Striking out a pleading is a jurisdiction which should be exercised sparingly and in the clearest of cases. Courts now must not be seen to automatically strike out a pleading but to first examine whether striking out a pleading will be in conformity with the overriding objective set out in the Civil Procedure Act. If a way or ways alternative to striking out are available, the courts must consider those alternatives and see if they are more consonant with the overriding objectives than striking out. But as stated by the Court of Appeal in the case of City Chemist (NRB) and Others –vs- Oriental Commercial Bank Ltd. Civil Application No.NAI.302 of 2008(UR) the new approach:
“...is not to say that the new thinking totally uproots well established principles or precedent in the exercise of the discretion of the court which is a judicial process devoid of whim and caprice. On the contrary the amendment enriches those principles and emboldens the court to be guided by a broad sense of justice and fairness as it applies the principles. The application of clear and unambiguous principles and precedents assist litigants and legal practitioners alike in determining with some measure of certainty the validity of claims long before they are insisted in court. It also guides the lower courts and maintains stability in the law and its application...”

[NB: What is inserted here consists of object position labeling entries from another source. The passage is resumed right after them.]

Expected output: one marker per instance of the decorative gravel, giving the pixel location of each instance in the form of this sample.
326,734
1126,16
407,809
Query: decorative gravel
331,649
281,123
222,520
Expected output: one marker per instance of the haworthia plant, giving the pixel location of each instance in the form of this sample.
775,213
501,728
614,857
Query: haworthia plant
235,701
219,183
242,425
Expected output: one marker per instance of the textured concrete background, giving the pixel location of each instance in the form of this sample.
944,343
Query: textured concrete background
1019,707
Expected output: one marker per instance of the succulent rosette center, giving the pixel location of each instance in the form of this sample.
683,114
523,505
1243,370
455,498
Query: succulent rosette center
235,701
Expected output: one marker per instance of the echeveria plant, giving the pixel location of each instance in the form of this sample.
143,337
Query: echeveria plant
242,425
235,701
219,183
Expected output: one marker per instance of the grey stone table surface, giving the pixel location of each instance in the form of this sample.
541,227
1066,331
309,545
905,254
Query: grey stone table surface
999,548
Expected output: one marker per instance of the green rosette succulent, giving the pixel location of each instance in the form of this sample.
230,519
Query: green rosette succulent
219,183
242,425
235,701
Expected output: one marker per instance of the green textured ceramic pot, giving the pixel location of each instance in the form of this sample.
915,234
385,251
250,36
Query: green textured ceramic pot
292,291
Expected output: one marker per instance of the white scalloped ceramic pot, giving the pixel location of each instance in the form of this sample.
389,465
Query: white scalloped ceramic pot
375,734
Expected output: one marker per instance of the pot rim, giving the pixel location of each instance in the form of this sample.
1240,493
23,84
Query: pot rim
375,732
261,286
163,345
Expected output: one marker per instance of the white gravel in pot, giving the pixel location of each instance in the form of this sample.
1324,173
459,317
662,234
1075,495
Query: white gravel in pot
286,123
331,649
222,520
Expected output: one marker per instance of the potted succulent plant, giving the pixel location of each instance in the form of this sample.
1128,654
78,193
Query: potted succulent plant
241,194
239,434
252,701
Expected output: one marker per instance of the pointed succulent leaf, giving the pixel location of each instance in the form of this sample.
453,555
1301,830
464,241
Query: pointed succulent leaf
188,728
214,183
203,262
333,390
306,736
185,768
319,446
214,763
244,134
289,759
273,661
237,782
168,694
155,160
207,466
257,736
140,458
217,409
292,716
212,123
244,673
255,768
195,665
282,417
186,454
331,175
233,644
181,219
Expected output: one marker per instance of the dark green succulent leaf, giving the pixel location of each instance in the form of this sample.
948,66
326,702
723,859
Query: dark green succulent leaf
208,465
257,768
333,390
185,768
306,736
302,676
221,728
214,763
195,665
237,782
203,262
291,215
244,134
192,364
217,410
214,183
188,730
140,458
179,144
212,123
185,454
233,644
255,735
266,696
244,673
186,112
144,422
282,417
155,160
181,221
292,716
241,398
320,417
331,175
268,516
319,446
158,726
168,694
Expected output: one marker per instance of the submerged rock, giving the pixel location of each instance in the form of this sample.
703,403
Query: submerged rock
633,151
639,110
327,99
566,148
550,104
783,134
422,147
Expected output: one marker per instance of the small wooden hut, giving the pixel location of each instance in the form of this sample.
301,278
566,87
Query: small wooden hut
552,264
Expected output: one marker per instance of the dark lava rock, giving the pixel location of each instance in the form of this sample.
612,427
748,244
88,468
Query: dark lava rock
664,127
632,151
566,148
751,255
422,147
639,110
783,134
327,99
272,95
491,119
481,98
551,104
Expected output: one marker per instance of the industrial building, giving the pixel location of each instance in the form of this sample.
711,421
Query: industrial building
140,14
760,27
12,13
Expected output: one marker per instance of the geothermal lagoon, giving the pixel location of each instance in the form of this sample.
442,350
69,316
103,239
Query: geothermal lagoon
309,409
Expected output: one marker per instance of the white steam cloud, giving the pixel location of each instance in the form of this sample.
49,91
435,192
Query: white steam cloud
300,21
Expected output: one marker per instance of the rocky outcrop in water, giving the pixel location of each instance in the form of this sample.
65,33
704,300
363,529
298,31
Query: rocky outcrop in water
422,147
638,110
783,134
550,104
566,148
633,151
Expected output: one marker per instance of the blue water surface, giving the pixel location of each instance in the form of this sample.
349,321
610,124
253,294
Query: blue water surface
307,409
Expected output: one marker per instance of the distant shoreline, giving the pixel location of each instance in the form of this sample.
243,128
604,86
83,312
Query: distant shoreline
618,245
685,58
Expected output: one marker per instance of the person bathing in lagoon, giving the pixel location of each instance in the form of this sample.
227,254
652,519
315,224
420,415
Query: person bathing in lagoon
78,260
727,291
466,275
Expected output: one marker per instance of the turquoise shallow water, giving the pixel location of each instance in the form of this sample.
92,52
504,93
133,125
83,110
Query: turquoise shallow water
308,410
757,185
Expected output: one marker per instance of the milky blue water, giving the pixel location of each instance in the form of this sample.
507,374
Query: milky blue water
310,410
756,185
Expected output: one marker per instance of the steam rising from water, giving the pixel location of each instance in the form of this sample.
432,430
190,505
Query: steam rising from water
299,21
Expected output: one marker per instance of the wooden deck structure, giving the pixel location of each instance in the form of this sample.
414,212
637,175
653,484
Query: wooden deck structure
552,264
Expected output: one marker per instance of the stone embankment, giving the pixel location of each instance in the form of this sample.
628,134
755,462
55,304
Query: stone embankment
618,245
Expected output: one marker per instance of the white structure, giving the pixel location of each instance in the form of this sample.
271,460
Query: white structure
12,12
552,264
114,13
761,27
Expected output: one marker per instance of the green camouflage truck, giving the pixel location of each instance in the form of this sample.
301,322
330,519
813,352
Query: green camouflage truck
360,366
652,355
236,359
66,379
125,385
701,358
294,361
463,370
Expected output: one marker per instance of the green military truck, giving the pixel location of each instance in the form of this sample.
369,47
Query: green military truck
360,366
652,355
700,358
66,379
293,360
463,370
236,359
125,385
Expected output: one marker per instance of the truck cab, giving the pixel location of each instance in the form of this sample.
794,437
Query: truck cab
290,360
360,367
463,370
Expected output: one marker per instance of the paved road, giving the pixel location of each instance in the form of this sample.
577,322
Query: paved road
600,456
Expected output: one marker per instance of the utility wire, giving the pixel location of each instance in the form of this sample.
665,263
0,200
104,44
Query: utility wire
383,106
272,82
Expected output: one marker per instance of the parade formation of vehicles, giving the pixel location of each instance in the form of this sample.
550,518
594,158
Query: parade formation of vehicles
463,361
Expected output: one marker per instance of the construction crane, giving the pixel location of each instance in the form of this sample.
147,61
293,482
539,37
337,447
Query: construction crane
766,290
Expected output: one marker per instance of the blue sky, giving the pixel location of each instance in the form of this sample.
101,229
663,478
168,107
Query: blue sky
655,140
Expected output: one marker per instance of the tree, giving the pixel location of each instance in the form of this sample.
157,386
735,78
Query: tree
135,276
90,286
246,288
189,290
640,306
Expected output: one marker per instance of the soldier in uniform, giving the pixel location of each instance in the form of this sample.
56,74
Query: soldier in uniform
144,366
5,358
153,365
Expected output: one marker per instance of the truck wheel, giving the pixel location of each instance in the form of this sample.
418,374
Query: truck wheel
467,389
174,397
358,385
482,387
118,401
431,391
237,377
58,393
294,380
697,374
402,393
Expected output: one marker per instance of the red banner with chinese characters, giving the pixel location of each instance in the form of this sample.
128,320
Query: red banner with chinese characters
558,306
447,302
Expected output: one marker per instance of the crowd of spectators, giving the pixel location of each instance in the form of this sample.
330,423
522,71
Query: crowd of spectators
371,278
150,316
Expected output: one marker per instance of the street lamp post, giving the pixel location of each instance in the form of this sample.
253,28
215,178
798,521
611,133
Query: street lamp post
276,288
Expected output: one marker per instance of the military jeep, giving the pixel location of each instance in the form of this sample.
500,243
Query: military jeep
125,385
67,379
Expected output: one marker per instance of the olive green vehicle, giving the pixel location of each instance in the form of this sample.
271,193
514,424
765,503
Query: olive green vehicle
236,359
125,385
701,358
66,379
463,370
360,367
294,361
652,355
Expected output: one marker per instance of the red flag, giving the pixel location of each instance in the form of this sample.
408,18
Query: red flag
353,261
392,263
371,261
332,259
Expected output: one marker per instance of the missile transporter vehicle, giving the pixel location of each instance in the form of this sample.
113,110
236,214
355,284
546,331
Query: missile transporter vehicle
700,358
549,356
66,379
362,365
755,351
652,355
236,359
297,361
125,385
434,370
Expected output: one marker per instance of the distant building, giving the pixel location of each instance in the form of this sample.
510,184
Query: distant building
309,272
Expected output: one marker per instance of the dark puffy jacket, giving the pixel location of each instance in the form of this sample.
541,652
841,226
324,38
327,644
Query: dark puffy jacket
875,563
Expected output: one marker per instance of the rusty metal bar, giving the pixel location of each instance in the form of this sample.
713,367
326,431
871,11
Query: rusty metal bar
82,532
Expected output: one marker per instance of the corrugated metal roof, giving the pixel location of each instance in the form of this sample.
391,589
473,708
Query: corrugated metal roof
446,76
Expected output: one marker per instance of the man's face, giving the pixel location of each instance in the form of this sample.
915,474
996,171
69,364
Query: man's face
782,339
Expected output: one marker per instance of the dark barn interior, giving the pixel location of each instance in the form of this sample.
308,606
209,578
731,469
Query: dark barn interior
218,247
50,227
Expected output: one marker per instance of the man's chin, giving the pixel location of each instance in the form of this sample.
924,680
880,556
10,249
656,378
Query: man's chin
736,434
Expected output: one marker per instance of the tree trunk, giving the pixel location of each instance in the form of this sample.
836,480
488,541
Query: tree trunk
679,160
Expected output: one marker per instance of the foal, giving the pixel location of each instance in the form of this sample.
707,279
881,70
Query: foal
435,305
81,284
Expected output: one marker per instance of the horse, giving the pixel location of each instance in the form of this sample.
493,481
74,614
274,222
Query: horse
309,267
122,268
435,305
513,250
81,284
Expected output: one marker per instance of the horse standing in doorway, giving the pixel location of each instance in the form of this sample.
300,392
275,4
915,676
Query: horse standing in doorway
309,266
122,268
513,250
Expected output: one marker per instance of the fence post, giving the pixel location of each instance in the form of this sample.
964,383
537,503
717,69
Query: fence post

This caution is well founded and in particular when it comes to striking out a pleading. Such drastic action can only be invoked where the pleading is so hopeless that no life can be breathed into it even by subsequent amendments.
I think that the application, that gave rise to this appeal was properly rejected by the trial court because it had no legal basis since the issues raised in the application called for viva voce evidence. The respondent was required to produce evidence as to the circumstances leading to the entry of judgment of the trial court and further, whether he had served on the appellant the statutory notice as required by section 10(2)(a) of the Insurance (Motor Vehicles Third Party Risks) Act. All these issues could only have been canvassed at the plenary hearing of the suit. It was therefore not a matter fit for determination by summary procedure. It required evidence to be called. Such evidence could not have been by way of affidavits. Indeed, the mere fact that there were several contested issues, going by the Plaint and amended defence, on record the application to strike out the Plaint was totally misconceived and an abuse of the court process.
This appeal lacks merit. It is accordingly dismissed with costs to the Respondent.
Dated, signed and delivered at Machakos, this 15th day of November, 2011.